How best to restructure my offshore company if I want to accomodate a new shareholder but the remaining structure is not even?


#1

I have an offshore company (Jurisdiction: Seychelles) and one of my partners wants to cash out. We found a new shareholder, but we want to restructure things differently from before.

This is the first major restructuring of the company. Up to now, the total number of shares is 10 and each partner has 1 to 5 shares each. But after we take in the new shareholder, not all of our stakes will be clean and even anymore.

I am wondering if what I will describe below is the “simplest” approach - that is, it requires the least amount of time and (hopefully) money to be paid to our offshore company agent, the company that registers this stuff for us in the Seychelles.

In trying to figure this stuff out so I can propose it to my partners, I searched Quora.com and StackExchange and discovered forums like OffshoreCorpTalk (http://www.offshorecorptalk.com/threads/tips-to-incorporate-offshore-company.15303/#post-37436)

But it wasn’t easy to figure out how best to search for this kind of question, and what I found in the time I have were not really related:

https://www.quora.com/Equity-Dilution-If-a-startup-can-always-issue-new-shares-what-value-is-there-to-stocks-options

https://www.quora.com/Can-a-shareholder-who-has-signed-an-agreement-allowing-the-majority-shareholders-to-determine-how-new-share-issues-will-be-distributed-have-his-shares-legally-diluted

https://www.quora.com/I-started-a-company-with-2-friends-a-share-of-30-30-40-Now-someone-else-want-to-invest-and-become-shareholder-how-much-share-each-one-will-get

Reading through some of these links, I recalled that stocks splits can be done.
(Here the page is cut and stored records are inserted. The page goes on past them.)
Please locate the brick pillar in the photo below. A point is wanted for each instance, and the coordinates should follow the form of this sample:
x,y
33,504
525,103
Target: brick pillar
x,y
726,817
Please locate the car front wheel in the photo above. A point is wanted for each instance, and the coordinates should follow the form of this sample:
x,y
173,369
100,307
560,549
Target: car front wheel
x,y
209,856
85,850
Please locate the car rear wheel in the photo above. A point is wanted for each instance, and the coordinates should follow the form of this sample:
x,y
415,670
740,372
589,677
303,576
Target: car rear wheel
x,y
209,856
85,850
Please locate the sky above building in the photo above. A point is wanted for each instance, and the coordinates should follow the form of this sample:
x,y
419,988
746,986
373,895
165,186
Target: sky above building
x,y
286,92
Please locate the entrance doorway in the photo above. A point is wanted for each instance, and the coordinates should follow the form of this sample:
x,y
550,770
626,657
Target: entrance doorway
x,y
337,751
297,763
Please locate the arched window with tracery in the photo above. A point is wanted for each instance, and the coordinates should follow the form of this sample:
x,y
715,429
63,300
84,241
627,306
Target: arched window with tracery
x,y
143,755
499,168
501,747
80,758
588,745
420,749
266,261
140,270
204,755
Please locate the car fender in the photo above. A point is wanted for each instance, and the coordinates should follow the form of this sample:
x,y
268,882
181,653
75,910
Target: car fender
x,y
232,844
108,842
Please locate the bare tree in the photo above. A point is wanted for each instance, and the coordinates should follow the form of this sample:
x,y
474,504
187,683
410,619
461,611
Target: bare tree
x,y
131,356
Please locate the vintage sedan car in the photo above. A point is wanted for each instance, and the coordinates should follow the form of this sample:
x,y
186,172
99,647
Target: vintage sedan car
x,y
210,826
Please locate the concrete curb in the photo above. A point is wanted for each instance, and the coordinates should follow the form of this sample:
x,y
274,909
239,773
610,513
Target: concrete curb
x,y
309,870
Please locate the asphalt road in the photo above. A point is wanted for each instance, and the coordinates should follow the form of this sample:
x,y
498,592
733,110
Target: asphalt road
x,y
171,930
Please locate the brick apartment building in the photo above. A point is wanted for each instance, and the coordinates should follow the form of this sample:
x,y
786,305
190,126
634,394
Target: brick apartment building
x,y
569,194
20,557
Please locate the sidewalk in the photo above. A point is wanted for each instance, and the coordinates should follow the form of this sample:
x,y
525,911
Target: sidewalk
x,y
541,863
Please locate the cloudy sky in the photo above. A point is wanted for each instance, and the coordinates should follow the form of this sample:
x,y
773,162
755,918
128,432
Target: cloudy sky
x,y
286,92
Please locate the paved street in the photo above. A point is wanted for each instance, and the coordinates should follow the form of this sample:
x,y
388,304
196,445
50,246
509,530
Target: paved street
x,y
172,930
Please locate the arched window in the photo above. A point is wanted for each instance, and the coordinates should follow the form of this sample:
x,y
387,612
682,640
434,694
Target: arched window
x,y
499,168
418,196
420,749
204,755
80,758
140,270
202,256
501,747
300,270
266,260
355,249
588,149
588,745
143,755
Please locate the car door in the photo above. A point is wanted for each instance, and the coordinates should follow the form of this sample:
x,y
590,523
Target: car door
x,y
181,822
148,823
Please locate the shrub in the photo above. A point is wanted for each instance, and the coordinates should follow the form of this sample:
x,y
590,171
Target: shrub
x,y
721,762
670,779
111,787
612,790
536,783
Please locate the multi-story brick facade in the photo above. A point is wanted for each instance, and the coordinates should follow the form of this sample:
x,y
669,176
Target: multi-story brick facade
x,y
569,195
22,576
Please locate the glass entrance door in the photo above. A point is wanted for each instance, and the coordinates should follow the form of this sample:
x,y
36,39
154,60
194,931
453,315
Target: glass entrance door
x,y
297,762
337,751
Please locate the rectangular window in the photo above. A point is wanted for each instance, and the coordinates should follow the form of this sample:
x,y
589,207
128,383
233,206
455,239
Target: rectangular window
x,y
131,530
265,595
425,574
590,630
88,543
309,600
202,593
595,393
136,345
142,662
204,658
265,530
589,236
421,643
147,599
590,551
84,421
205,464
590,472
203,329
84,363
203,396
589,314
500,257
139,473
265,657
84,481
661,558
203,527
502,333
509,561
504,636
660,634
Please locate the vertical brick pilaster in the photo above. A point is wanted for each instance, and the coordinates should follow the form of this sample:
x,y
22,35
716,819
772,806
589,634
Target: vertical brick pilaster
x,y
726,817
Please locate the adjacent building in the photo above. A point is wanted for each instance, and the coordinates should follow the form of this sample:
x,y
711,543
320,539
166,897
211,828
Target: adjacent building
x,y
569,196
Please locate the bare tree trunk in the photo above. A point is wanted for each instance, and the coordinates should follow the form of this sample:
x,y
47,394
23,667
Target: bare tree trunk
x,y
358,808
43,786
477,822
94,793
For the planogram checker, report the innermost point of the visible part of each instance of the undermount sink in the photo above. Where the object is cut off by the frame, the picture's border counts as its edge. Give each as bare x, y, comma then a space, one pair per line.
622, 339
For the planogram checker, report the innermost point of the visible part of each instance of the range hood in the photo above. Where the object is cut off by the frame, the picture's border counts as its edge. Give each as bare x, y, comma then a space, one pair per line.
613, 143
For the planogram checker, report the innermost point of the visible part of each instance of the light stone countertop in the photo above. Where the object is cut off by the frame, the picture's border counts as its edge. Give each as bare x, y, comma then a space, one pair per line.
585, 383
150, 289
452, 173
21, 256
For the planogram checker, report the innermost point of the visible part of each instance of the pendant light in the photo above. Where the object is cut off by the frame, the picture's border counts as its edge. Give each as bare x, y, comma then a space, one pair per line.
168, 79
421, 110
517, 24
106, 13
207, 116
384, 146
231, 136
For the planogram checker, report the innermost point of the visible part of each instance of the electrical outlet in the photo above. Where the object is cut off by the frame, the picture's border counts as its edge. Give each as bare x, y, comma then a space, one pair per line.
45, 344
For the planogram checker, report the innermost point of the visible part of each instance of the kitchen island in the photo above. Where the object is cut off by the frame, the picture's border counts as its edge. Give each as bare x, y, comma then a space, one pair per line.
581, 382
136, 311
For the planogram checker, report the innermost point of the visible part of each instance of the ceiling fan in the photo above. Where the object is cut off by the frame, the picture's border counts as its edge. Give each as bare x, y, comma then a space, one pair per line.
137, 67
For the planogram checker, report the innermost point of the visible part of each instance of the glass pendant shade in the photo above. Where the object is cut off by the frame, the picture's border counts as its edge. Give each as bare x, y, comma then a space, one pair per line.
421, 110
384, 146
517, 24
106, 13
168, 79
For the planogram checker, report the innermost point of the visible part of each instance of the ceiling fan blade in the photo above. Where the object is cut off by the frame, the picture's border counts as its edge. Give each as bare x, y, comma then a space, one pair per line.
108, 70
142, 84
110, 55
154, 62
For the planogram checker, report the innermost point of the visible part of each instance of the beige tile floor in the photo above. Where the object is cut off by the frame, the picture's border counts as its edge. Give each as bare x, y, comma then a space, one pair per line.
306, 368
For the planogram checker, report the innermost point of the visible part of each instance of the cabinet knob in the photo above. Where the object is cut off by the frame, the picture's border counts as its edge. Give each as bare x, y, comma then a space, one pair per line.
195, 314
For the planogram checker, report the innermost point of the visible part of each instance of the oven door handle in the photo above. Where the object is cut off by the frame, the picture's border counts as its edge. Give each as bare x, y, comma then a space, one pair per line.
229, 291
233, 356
So here is what I am proposing:

Let’s say we have 3 shareholders
A = 5 shares = $5 total investment
B = 3 shares = $3
C = 2 shares = $2

And each share = $1

We now want to change our company so that:
A = 430 shares = $4.30
B = 260 shares = $2.60
D = 310 shares = $3.10

So even though the same number of shares in the end, and the company valuation has not changed, we have oddlots that look like they complicate things. What should we do?

1. Board issues resolution to split stock by 100
So now…
A = 500 shares = $5 total investment
B = 300 shares = $3
C = 200 shares = $2

And each share drops in value = $0.01 share

2. Share transfer documents record the following:
C sells 200 shares to D for $2
A sells 70 shares to D for $0.70
B sells 40 shares to D for $0.40

And the result is:
A = 430 shares = $4.30
B = 260 shares = $2.60
D = 310 shares = $3.10

Is this the easiest and simplest approach?

Since the value of the company doesn’t change, and the prices of the shares do not change after the split, there are no capital gains taxes. And since this is a Seychelles company, there are no documentary stamps or fees related to this action.

To book these changes for the authorities in Seychelles, we need to provide:

  1. Application for Share for D (new shareholder)
  2. Instrument of Transfer for A(seller, current shareholder)
  3. Instrument of Transfer for B(seller, current shareholder)
  4. Instrument of Transfer for c (seller, not a shareholder)
  5. Board resolution issuing shares to D?
  6. Consent to act as Director - D

Updates must also be made to the
7. Register of Members
8. Register of Directors
9. Register of Transfers

And for the new guy (Shareholder D), we also need Due Diligence documents
10. Identify documents for ultimate beneficial owner (certified)
11. Proof of address (certified)

Does this sound right? Or is there a better/simpler/cheaper/faster way?